Successful realignment of open‐book fractures with basic methods of applying a circumferential bedsheet were described in case reports of one patient in 1997 and of two patients in 2002.  The authors acknowledged that the use of bed sheets was an inexact and irreproducible method. There is no control over how tightly the sheet should be applied, they are sometimes a challenge to secure with sufficient reduction force and it is not certain whether over compression of fractures could occur from using this method.

Pneumatic anti‐shock garments also known as military or medical anti‐shock trousers or G suits, have also been a popular choice for splint of pelvic fractures.  However, their use restricts critical access to the abdominal and pelvic area, they are difficult to apply and do not allow for controlled pelvic reduction.
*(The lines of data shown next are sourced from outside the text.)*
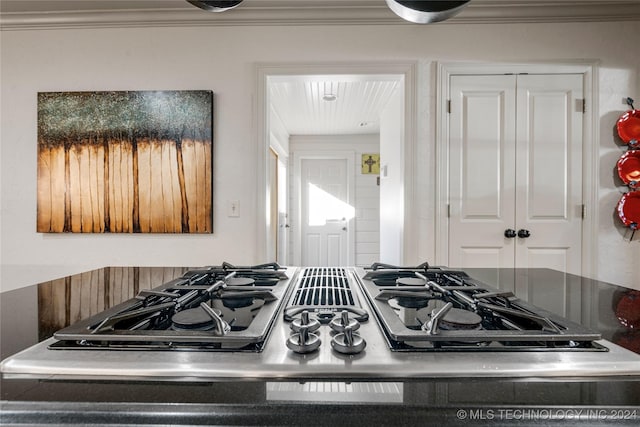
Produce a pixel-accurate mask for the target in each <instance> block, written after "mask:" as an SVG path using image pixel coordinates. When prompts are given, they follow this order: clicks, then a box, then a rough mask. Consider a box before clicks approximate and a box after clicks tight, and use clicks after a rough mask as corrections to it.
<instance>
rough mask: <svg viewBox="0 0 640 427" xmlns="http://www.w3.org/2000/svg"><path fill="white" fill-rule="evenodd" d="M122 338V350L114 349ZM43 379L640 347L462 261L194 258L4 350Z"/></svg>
mask: <svg viewBox="0 0 640 427" xmlns="http://www.w3.org/2000/svg"><path fill="white" fill-rule="evenodd" d="M115 350H118V351H115ZM2 373H3V375H5V376H8V377H27V378H34V377H36V378H43V377H46V378H49V379H69V378H72V379H79V378H100V379H117V378H119V379H121V378H138V379H140V378H142V379H146V380H184V379H189V380H207V381H209V380H224V379H234V378H235V379H280V380H282V379H291V380H312V379H341V380H368V381H369V380H380V379H383V380H385V379H386V380H407V379H419V378H423V379H424V378H446V377H468V376H474V377H485V378H487V377H491V378H506V377H508V378H529V377H536V378H540V377H544V378H551V379H564V378H572V379H574V380H575V379H577V378H589V379H590V380H593V379H594V378H611V377H620V378H622V377H625V378H627V379H628V378H629V376H636V377H640V356H639V355H637V354H635V353H632V352H630V351H628V350H625V349H623V348H621V347H618V346H617V345H615V344H613V343H610V342H607V341H604V340H601V337H600V334H598V333H596V332H594V331H592V330H589V329H588V328H585V327H583V326H581V325H579V324H576V323H574V322H571V321H569V320H567V319H564V318H562V317H559V316H557V315H554V314H552V313H550V312H548V311H545V310H543V309H540V308H537V307H534V306H532V305H530V304H527V303H526V302H524V301H522V300H520V299H518V298H517V297H516V296H515V295H513V294H512V293H510V292H504V291H500V290H498V289H495V288H492V287H491V286H488V285H487V284H485V283H482V282H479V281H477V280H474V279H472V278H471V277H469V276H468V275H467V274H466V273H464V272H463V271H457V270H451V269H447V268H437V267H436V268H433V267H430V266H429V265H428V264H427V263H424V264H422V265H419V266H416V267H396V266H390V265H384V264H379V263H376V264H374V265H372V266H371V267H368V268H350V267H307V268H304V267H300V268H298V267H288V268H284V267H281V266H279V265H277V264H273V263H272V264H263V265H257V266H247V267H237V266H234V265H231V264H228V263H224V264H222V265H220V266H212V267H205V268H199V269H193V270H189V271H187V272H186V273H185V274H184V275H183V276H182V277H180V278H178V279H175V280H172V281H169V282H167V283H165V284H163V285H162V286H160V287H158V288H155V289H152V290H145V291H141V292H139V293H138V295H136V296H135V298H132V299H131V300H129V301H126V302H124V303H122V304H120V305H117V306H114V307H112V308H110V309H109V310H107V311H104V312H102V313H99V314H97V315H94V316H92V317H89V318H87V319H85V320H83V321H81V322H79V323H77V324H74V325H71V326H69V327H66V328H64V329H62V330H60V331H58V332H57V333H55V335H54V337H53V338H51V339H49V340H47V341H44V342H42V343H40V344H37V345H36V346H34V347H31V348H29V349H27V350H25V351H23V352H22V353H19V354H17V355H15V356H13V357H10V358H8V359H6V360H5V361H3V363H2Z"/></svg>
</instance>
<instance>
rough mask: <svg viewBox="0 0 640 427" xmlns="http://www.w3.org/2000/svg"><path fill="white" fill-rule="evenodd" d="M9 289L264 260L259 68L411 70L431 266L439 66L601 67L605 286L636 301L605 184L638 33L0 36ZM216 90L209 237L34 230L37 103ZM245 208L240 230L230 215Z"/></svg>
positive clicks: (623, 240) (237, 218)
mask: <svg viewBox="0 0 640 427" xmlns="http://www.w3.org/2000/svg"><path fill="white" fill-rule="evenodd" d="M0 37H1V43H2V49H1V53H0V55H1V57H0V60H1V61H0V62H1V64H0V67H1V68H0V79H1V82H0V83H1V94H2V99H1V111H0V114H1V117H0V120H1V121H0V127H1V130H0V138H1V139H0V149H1V151H0V158H1V159H0V162H1V164H0V166H1V174H0V178H1V183H0V185H1V196H2V197H1V206H0V214H1V215H2V218H1V221H0V244H1V247H0V250H1V253H0V256H1V258H2V259H1V265H2V270H1V277H2V283H1V285H0V286H1V288H2V289H3V290H6V289H10V288H15V287H20V286H24V285H28V284H31V283H33V282H35V281H38V280H44V279H51V278H53V277H55V276H60V275H63V274H67V273H71V272H75V271H79V270H82V269H86V268H90V267H100V266H104V265H205V264H214V263H219V262H221V261H222V260H229V261H231V262H237V263H248V262H259V261H265V260H262V259H258V258H259V251H258V250H257V249H256V248H255V246H254V245H253V244H252V242H253V240H254V236H255V233H256V224H257V218H256V217H255V212H256V208H257V207H256V206H255V192H256V188H257V182H258V177H257V176H256V162H257V155H256V153H257V150H258V149H259V144H258V141H257V137H256V136H255V135H256V133H255V129H254V125H255V121H256V118H255V114H254V111H255V105H254V100H255V99H256V98H257V97H256V94H255V88H256V75H255V66H256V64H258V63H288V64H291V63H320V62H344V63H356V62H362V63H371V62H376V61H403V62H406V61H416V62H417V63H419V65H420V66H419V68H418V69H419V70H420V75H419V76H418V88H419V89H420V93H419V94H418V105H417V106H418V108H417V110H416V111H418V112H419V113H422V114H421V115H420V116H419V117H418V135H417V138H418V139H417V146H416V153H417V154H418V155H419V156H420V157H419V158H416V159H415V164H416V165H419V167H420V168H423V169H421V170H417V171H416V176H417V177H418V178H417V182H416V188H419V189H420V190H419V194H417V195H418V196H419V197H420V199H419V203H417V204H416V206H417V207H418V208H419V209H418V212H417V217H418V218H419V220H420V223H419V229H418V230H417V232H418V233H420V236H419V237H420V245H419V250H418V252H419V253H417V254H405V259H407V258H408V257H410V258H412V259H413V258H416V259H433V255H434V245H433V230H434V225H433V217H434V215H435V214H434V212H433V210H434V202H433V200H434V185H435V172H434V170H435V167H436V164H435V160H434V142H433V141H434V140H435V138H434V134H435V130H434V125H435V120H434V117H433V114H431V115H429V114H424V113H425V112H429V111H433V108H434V104H433V102H434V101H433V100H434V97H435V89H434V88H435V83H434V80H433V79H434V73H433V71H432V70H433V67H432V63H433V61H456V60H460V61H504V62H522V61H564V60H580V59H589V60H599V61H600V70H599V82H600V86H601V93H600V96H599V105H598V107H599V117H600V123H599V126H600V135H599V138H600V140H599V146H600V159H599V160H600V171H599V179H598V182H597V183H596V185H597V188H598V197H599V201H600V205H599V209H598V210H597V213H598V214H599V235H598V241H599V246H598V249H597V252H598V257H597V269H598V272H599V273H598V274H599V277H600V278H602V279H605V280H608V281H612V282H615V283H618V284H622V285H627V286H634V287H637V288H640V267H639V265H640V263H639V262H638V255H637V254H638V253H640V238H639V236H637V235H636V240H635V241H633V242H629V241H628V237H627V238H626V240H625V236H624V233H623V231H624V230H623V229H622V228H621V227H620V226H619V223H618V222H617V219H616V218H615V217H614V206H615V203H616V202H617V199H619V197H620V192H619V189H617V188H616V181H615V179H614V178H615V177H614V175H613V167H614V165H615V160H616V159H617V157H619V155H620V154H621V152H622V150H623V147H621V146H618V145H616V144H615V139H614V131H613V126H614V124H615V121H616V119H617V117H618V115H619V114H620V113H621V112H622V111H623V110H625V108H626V107H625V105H624V104H623V103H622V99H623V97H626V96H631V97H635V98H636V99H638V98H640V84H639V80H640V79H639V70H640V55H637V49H636V48H635V47H634V45H633V41H634V40H638V39H640V22H615V23H569V24H568V23H558V24H525V23H519V24H504V25H483V24H477V25H462V24H460V25H456V24H444V25H440V24H436V25H429V26H418V25H395V26H375V25H354V26H341V25H331V26H322V25H317V26H308V27H296V26H285V27H277V26H264V27H250V26H238V27H204V26H201V27H197V28H181V27H171V28H100V29H68V30H67V29H59V30H18V31H2V32H1V33H0ZM146 89H177V90H179V89H211V90H213V91H214V92H215V100H214V106H215V112H214V115H215V121H214V168H215V169H214V233H213V234H211V235H79V234H75V235H72V234H66V235H62V234H56V235H44V234H39V233H36V232H35V226H36V219H35V218H36V216H35V215H36V117H37V111H36V94H37V92H39V91H64V90H69V91H71V90H146ZM233 199H238V200H240V217H239V218H229V217H227V216H226V212H227V209H226V204H227V203H228V201H229V200H233Z"/></svg>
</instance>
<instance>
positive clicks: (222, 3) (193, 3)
mask: <svg viewBox="0 0 640 427" xmlns="http://www.w3.org/2000/svg"><path fill="white" fill-rule="evenodd" d="M187 1H188V2H189V3H191V4H192V5H194V6H197V7H199V8H200V9H204V10H208V11H210V12H224V11H225V10H229V9H233V8H234V7H236V6H238V5H239V4H240V3H242V0H228V1H227V0H187Z"/></svg>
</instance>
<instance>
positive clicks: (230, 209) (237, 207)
mask: <svg viewBox="0 0 640 427" xmlns="http://www.w3.org/2000/svg"><path fill="white" fill-rule="evenodd" d="M227 215H228V216H230V217H232V218H237V217H239V216H240V201H239V200H229V206H228V207H227Z"/></svg>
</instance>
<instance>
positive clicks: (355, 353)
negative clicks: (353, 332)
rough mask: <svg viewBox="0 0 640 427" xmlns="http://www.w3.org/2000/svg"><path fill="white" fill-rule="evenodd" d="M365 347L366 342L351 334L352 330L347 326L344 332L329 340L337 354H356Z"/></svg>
mask: <svg viewBox="0 0 640 427" xmlns="http://www.w3.org/2000/svg"><path fill="white" fill-rule="evenodd" d="M366 346H367V342H366V341H365V340H364V338H362V337H361V336H360V335H358V334H354V333H353V329H351V327H350V326H347V327H346V328H345V329H344V332H342V333H340V334H337V335H336V336H334V337H333V339H332V340H331V347H333V349H334V350H335V351H337V352H338V353H342V354H357V353H360V352H361V351H362V350H364V348H365V347H366Z"/></svg>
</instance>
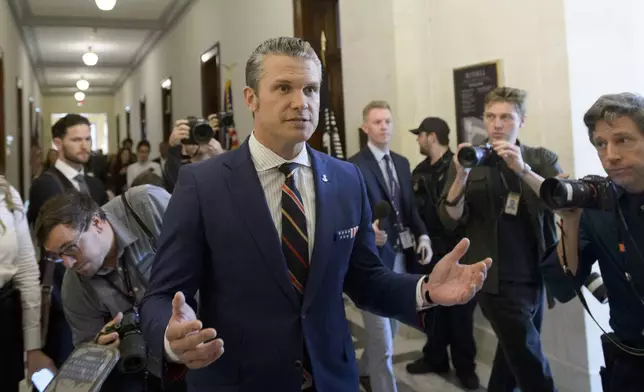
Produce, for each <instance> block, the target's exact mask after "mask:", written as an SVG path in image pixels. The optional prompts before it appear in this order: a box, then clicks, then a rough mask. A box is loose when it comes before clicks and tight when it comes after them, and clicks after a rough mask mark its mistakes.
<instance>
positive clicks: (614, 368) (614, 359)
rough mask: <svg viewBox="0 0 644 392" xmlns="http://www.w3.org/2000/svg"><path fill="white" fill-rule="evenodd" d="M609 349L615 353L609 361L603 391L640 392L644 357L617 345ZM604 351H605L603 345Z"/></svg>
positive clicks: (643, 378) (641, 386) (606, 391)
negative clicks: (607, 376)
mask: <svg viewBox="0 0 644 392" xmlns="http://www.w3.org/2000/svg"><path fill="white" fill-rule="evenodd" d="M625 343H626V344H628V345H629V346H632V347H638V346H637V345H632V344H629V343H630V342H625ZM609 344H612V343H609ZM611 349H612V350H613V351H614V352H615V353H616V355H615V356H614V358H613V359H612V362H611V363H610V377H609V380H607V382H606V384H607V385H608V389H607V390H605V391H604V392H641V391H642V390H643V389H644V357H638V356H634V355H630V354H628V353H625V352H622V351H621V350H620V349H618V348H617V347H611ZM604 351H606V347H605V346H604ZM608 365H609V364H607V366H608Z"/></svg>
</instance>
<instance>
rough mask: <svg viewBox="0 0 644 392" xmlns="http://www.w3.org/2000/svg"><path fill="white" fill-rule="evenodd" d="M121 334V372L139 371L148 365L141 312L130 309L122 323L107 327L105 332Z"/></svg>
mask: <svg viewBox="0 0 644 392" xmlns="http://www.w3.org/2000/svg"><path fill="white" fill-rule="evenodd" d="M114 332H117V333H118V334H119V340H120V341H121V343H120V344H119V351H120V352H121V360H120V361H119V363H118V368H119V370H120V371H121V373H124V374H132V373H139V372H141V371H142V370H144V369H145V368H146V367H147V346H146V345H145V340H143V334H142V333H141V327H140V324H139V313H138V312H137V311H136V310H135V309H130V310H128V311H127V312H124V313H123V318H122V319H121V323H120V324H117V325H113V326H110V327H107V328H105V331H103V333H104V334H110V333H114Z"/></svg>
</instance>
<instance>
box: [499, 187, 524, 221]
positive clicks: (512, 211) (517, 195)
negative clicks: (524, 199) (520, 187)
mask: <svg viewBox="0 0 644 392" xmlns="http://www.w3.org/2000/svg"><path fill="white" fill-rule="evenodd" d="M520 200H521V195H520V194H518V193H514V192H510V193H508V197H507V198H506V199H505V209H504V211H503V212H505V213H506V214H508V215H514V216H517V214H518V213H519V201H520Z"/></svg>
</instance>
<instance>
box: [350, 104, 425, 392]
mask: <svg viewBox="0 0 644 392" xmlns="http://www.w3.org/2000/svg"><path fill="white" fill-rule="evenodd" d="M362 118H363V124H362V131H363V132H364V133H365V134H366V135H367V137H368V142H367V146H365V147H364V148H363V149H362V150H360V152H358V153H357V154H356V155H354V156H353V157H351V158H349V161H351V162H353V163H354V164H356V166H358V168H360V171H361V172H362V176H363V177H364V181H365V184H366V186H367V196H368V198H369V204H370V206H371V208H372V210H373V208H374V206H375V205H376V204H378V203H380V202H382V201H386V202H387V203H389V205H390V206H391V213H390V214H389V216H388V217H386V218H382V219H380V220H376V221H375V222H374V223H373V229H374V231H375V233H376V245H378V253H379V255H380V259H381V260H382V262H383V264H384V265H385V266H386V267H388V268H389V269H391V270H393V271H394V272H399V273H401V272H406V271H418V267H417V264H418V261H420V262H421V263H423V264H427V263H428V262H429V261H430V260H431V258H432V249H431V245H430V240H429V236H428V235H427V228H426V227H425V224H424V223H423V221H422V219H421V217H420V215H419V214H418V209H417V207H416V203H415V200H414V191H413V188H412V182H411V170H410V167H409V161H408V160H407V158H405V157H403V156H402V155H399V154H396V153H394V152H392V151H390V150H389V142H390V141H391V135H392V132H393V120H392V116H391V108H390V106H389V104H388V103H387V102H385V101H372V102H370V103H369V104H367V106H365V108H364V109H363V111H362ZM373 220H374V219H372V221H373ZM416 242H417V243H418V245H417V246H416ZM418 254H422V256H421V258H420V260H419V256H418ZM362 315H363V319H364V326H365V331H366V334H367V341H366V346H365V350H364V354H363V355H362V358H361V359H360V371H361V373H362V374H368V375H369V378H370V381H371V382H370V386H371V389H372V390H373V391H374V392H396V391H397V387H396V379H395V377H394V370H393V362H392V357H393V340H394V337H395V336H396V333H397V332H398V323H397V322H396V321H395V320H389V319H388V318H386V317H382V316H379V315H377V314H373V313H371V312H368V311H363V313H362Z"/></svg>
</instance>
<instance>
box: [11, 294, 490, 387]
mask: <svg viewBox="0 0 644 392" xmlns="http://www.w3.org/2000/svg"><path fill="white" fill-rule="evenodd" d="M345 303H346V312H347V319H348V320H349V325H350V327H351V333H352V335H353V340H354V344H355V347H356V356H357V357H358V358H359V357H360V356H361V355H362V351H363V348H362V347H363V344H362V342H361V340H363V339H364V328H363V322H362V315H361V313H360V311H359V310H358V309H357V308H356V307H355V306H354V305H353V303H351V302H350V301H349V300H346V301H345ZM424 343H425V339H424V337H423V335H422V334H421V333H420V332H418V331H415V330H412V329H411V328H409V327H406V326H402V327H401V330H400V332H399V333H398V335H397V336H396V339H395V340H394V373H395V375H396V378H397V381H398V392H462V391H465V389H463V388H461V387H460V386H459V383H458V380H457V379H456V377H455V376H454V375H453V374H450V375H449V376H448V377H446V378H444V377H441V376H437V375H434V374H428V375H411V374H409V373H407V370H406V369H405V365H407V364H408V363H409V362H412V361H414V360H416V359H417V358H420V356H421V353H420V349H421V348H422V347H423V344H424ZM477 373H478V375H479V377H480V379H481V384H482V385H487V381H488V379H489V377H490V368H489V367H488V366H486V365H484V364H481V363H479V364H477ZM28 391H29V389H28V388H27V385H26V383H24V382H23V384H22V385H21V389H20V392H28ZM479 391H485V389H484V388H481V389H480V390H479Z"/></svg>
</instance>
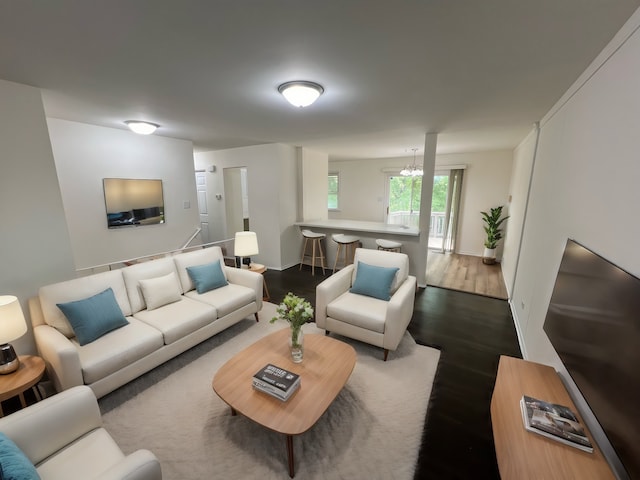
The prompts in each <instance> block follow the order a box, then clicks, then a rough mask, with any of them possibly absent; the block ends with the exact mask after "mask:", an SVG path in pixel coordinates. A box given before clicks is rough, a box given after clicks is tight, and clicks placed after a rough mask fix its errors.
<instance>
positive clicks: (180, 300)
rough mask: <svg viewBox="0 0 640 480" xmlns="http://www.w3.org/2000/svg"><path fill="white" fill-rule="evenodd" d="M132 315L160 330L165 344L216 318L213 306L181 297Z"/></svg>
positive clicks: (213, 320) (185, 334) (178, 338)
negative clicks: (172, 300)
mask: <svg viewBox="0 0 640 480" xmlns="http://www.w3.org/2000/svg"><path fill="white" fill-rule="evenodd" d="M134 317H135V318H137V319H139V320H142V321H143V322H144V323H146V324H148V325H151V326H152V327H153V328H155V329H157V330H159V331H160V332H162V335H163V337H164V343H165V345H169V344H170V343H173V342H175V341H176V340H180V339H181V338H182V337H184V336H186V335H189V334H190V333H193V332H195V331H196V330H198V329H200V328H202V327H204V326H206V325H208V324H210V323H211V322H213V321H215V320H216V319H217V318H218V313H217V310H216V308H215V307H213V306H211V305H208V304H206V303H203V302H198V301H196V300H192V299H191V298H187V297H181V299H180V300H179V301H178V302H175V303H170V304H168V305H165V306H163V307H161V308H158V309H156V310H151V311H149V310H141V311H140V312H138V313H136V314H134Z"/></svg>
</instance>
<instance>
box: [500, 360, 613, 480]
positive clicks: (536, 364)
mask: <svg viewBox="0 0 640 480" xmlns="http://www.w3.org/2000/svg"><path fill="white" fill-rule="evenodd" d="M522 395H528V396H530V397H534V398H538V399H540V400H544V401H547V402H551V403H558V404H561V405H566V406H568V407H570V408H571V409H572V410H573V411H574V412H576V414H577V415H578V418H579V419H580V422H581V423H582V424H583V425H584V421H583V420H582V417H581V416H580V414H579V413H578V410H577V408H576V406H575V404H574V403H573V401H572V400H571V397H570V396H569V393H568V392H567V390H566V388H565V386H564V384H563V383H562V380H561V379H560V376H559V375H558V373H557V372H556V371H555V370H554V369H553V368H552V367H549V366H547V365H541V364H539V363H534V362H528V361H526V360H521V359H519V358H513V357H506V356H501V357H500V363H499V365H498V376H497V378H496V385H495V388H494V390H493V397H492V398H491V424H492V426H493V438H494V442H495V446H496V457H497V460H498V468H499V469H500V477H501V478H502V480H509V479H517V480H524V479H540V478H544V479H574V478H580V479H581V480H587V479H593V480H604V479H615V477H614V475H613V472H612V471H611V468H610V467H609V464H608V463H607V461H606V460H605V458H604V456H603V455H602V452H601V451H600V449H599V448H598V446H597V445H596V444H595V442H594V441H593V436H592V435H591V433H590V432H589V431H588V429H587V428H586V425H585V429H587V435H588V436H589V439H590V440H591V443H593V453H587V452H583V451H582V450H579V449H577V448H574V447H571V446H568V445H564V444H562V443H560V442H556V441H555V440H553V439H549V438H546V437H543V436H542V435H537V434H535V433H532V432H528V431H526V430H525V428H524V425H523V422H522V412H521V410H520V399H521V398H522Z"/></svg>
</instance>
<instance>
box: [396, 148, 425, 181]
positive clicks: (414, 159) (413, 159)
mask: <svg viewBox="0 0 640 480" xmlns="http://www.w3.org/2000/svg"><path fill="white" fill-rule="evenodd" d="M411 150H413V164H411V165H407V166H406V167H404V168H403V169H402V170H400V175H402V176H404V177H421V176H422V173H423V172H422V165H420V166H418V165H416V152H417V151H418V149H417V148H412V149H411Z"/></svg>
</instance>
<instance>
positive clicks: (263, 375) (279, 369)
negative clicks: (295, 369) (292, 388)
mask: <svg viewBox="0 0 640 480" xmlns="http://www.w3.org/2000/svg"><path fill="white" fill-rule="evenodd" d="M253 378H254V379H255V380H260V381H262V382H266V383H268V384H269V385H272V386H273V387H275V388H277V389H279V390H281V391H283V392H287V391H288V390H289V389H291V388H292V387H293V386H294V385H295V384H296V383H298V384H299V383H300V376H299V375H298V374H296V373H293V372H290V371H289V370H285V369H284V368H280V367H277V366H275V365H272V364H270V363H269V364H267V365H265V366H264V367H263V368H261V369H260V370H259V371H258V372H257V373H256V374H255V375H254V376H253Z"/></svg>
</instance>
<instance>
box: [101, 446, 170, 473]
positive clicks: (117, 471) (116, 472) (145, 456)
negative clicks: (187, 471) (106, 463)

Prospective randomized studies have not shown any definite benefits in reducing mortality or hospital/intensive care length of stay, and there are potential complications from their use related to compression of the lower extremities and abdomen.

An improvised use of splints, which has been suggested, is to use a Kendrick extrication device, slid under the patient upside down (with the head support towards the feet) and the straps secured around the waist and legs. This also does not use a specific amount of tension.

Prehospital use of an external pelvic compression belt device can be applied by paramedics at an accident scene within 3 seconds on clinical suspicion of unstable pelvic fractures. A variety of commercial material compression splints have been manufactured. Examples include the Stuart splint, the London splint, the Dallas pelvic binder and the Trauma Pelvic Orthotic Device (Cybertech Medical TM, California, USA). They are generally applied at the level of greater trochanters/symphysis pubis directly on to the patient’s skin.

Prehospital management of a suspected pelvic fracture should adhere to the following principles:

  • Read the mechanism of injury.
  • Ask the alert patient about the presence of pain in the pelvic, back or groin regions and routinely immobilize the pelvis if there is any positive reply.
  • Examination is unreliable (especially if reduced GCS, or distracting injuries) and the pelvis should not be palpated, to avoid further internal hemorrhage.
  • If there is any suspicion of fracture, immobilize the pelvis using an external compression splint (commercial or modified eg, sheet).
  • Do not fully log roll the patient.
  • Use a scoop stretcher to facilitate the patient’s movement on to a spinal board or vacuum mattress for transport. In the emergency department, this process should be reversed.
  • Fluid resuscitation to maintain a radial pulse only.
  • Do not remove a pelvic splint in the presence of a suspected unstable pelvic injury until it is radiologically confirmed that there is no fracture or the patient is in a theatre.